Beyond investment returns, college endowments also face other challenges.

Officials from both Commonfund and NACUBO (a organization of college business officers) expressed concern that the recent tax overhaul could reduce the incentive to donate to nonprofit organizations such as college endowments. (You can get a tax break for charitable donations, but only if you itemize—and given the new larger standard deduction, fewer families are expected to itemize their taxes.)

The new tax law also imposed another cost on some of the wealthiest endowments, requiring them to pay a 1.4% tax on their investment earnings. That new tax affects only private colleges with endowments worth more than $500 million per student—currently about 30, or fewer than 5% of the colleges in the study, although that number is expected to grow in coming years.

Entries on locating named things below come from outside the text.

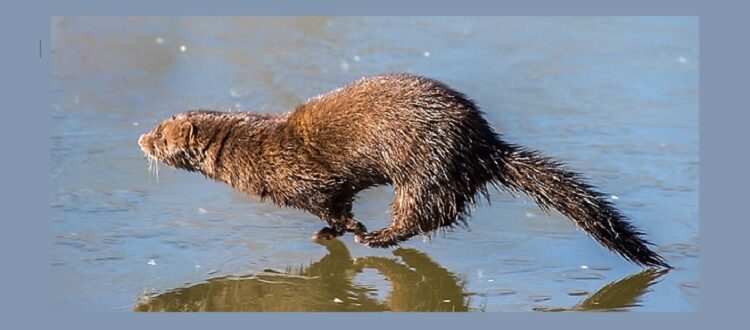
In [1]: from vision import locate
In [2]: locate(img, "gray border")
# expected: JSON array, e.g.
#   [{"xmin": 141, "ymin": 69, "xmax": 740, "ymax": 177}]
[{"xmin": 0, "ymin": 0, "xmax": 750, "ymax": 329}]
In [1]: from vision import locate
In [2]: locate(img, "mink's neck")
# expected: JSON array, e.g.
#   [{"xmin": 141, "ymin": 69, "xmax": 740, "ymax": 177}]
[{"xmin": 199, "ymin": 113, "xmax": 286, "ymax": 197}]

These concerns, it should be said, affect only a fraction of U.S. colleges and universities. There are more than 2,000 four-year colleges in the U.S., a majority of which don’t have endowments. (And very few two-year schools do.) And of the roughly 800 colleges that participated in the new report, 44% have endowments worth less than $100 million; the median size is about $128 million.

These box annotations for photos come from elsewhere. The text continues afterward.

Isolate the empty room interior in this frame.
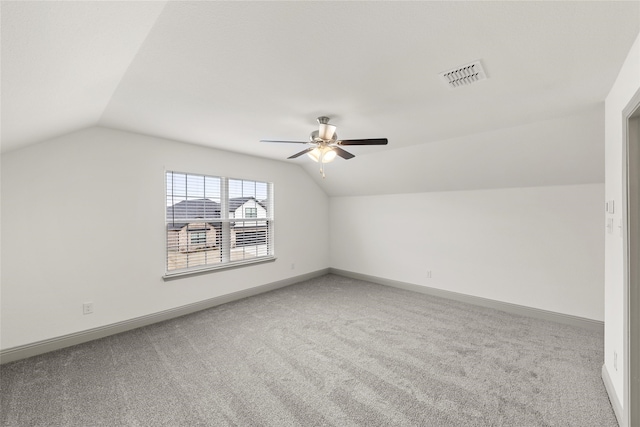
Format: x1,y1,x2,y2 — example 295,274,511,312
0,1,640,427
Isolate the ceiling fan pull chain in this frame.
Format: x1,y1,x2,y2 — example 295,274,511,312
318,150,324,179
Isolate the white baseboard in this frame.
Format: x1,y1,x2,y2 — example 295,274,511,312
329,268,604,332
0,268,329,364
602,365,625,427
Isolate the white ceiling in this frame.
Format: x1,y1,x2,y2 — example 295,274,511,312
1,1,640,195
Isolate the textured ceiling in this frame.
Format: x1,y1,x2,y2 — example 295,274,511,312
2,1,640,195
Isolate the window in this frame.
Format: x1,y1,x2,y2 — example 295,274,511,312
165,171,274,276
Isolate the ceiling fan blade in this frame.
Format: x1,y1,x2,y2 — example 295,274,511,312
337,138,389,145
331,147,355,160
260,139,309,144
287,147,316,159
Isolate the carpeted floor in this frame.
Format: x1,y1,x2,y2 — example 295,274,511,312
0,275,617,427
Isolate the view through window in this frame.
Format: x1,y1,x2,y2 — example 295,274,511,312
166,171,274,274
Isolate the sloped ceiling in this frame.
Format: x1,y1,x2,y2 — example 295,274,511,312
1,1,640,195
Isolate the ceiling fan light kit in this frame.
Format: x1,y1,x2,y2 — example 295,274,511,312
260,116,389,178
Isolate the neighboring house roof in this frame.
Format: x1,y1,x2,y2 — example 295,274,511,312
229,197,267,212
167,197,266,230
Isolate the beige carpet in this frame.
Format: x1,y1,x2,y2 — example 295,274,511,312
0,275,617,427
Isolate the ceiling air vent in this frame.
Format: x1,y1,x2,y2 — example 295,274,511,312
439,61,487,88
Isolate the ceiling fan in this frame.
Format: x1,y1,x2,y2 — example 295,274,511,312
260,116,389,178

Yet at wealthy universities, endowments are an important money source. The 97 American colleges and university systems whose endowment funds top $1 billion used their endowments to cover an average 12% of their operating budget, according to NACUBO. Nearly every one of those endowments grew in market value between July 1, 2016 and June 30, 2017, with one-year growth ranging from 0.4% at Texas Christian University to 26% at Carnegie Mellon. Changes to endowments’ market value, as assessed by the report, include investment gains or losses, as well as management fees, withdrawals to support the operating budget, and new donations or gifts.

Last year’s strong investment returns were buoyed most by domestic and global stocks, which had average returns of about 18% and 20%, respectively. Larger endowments saw bigger relative gains in the past year, thanks to their heavier allocation in so-called alternative strategies such as private equity, hedge funds, venture capital and natural resources, the report found. (Such strategies served many big endowments poorly in the preceding year, when overall returns were down.)

About two-thirds of colleges in the report increased the amount they spent from their endowment, with a median dollar increase of 6.5%. Colleges with larger endowments were more likely to increase their spending dollars.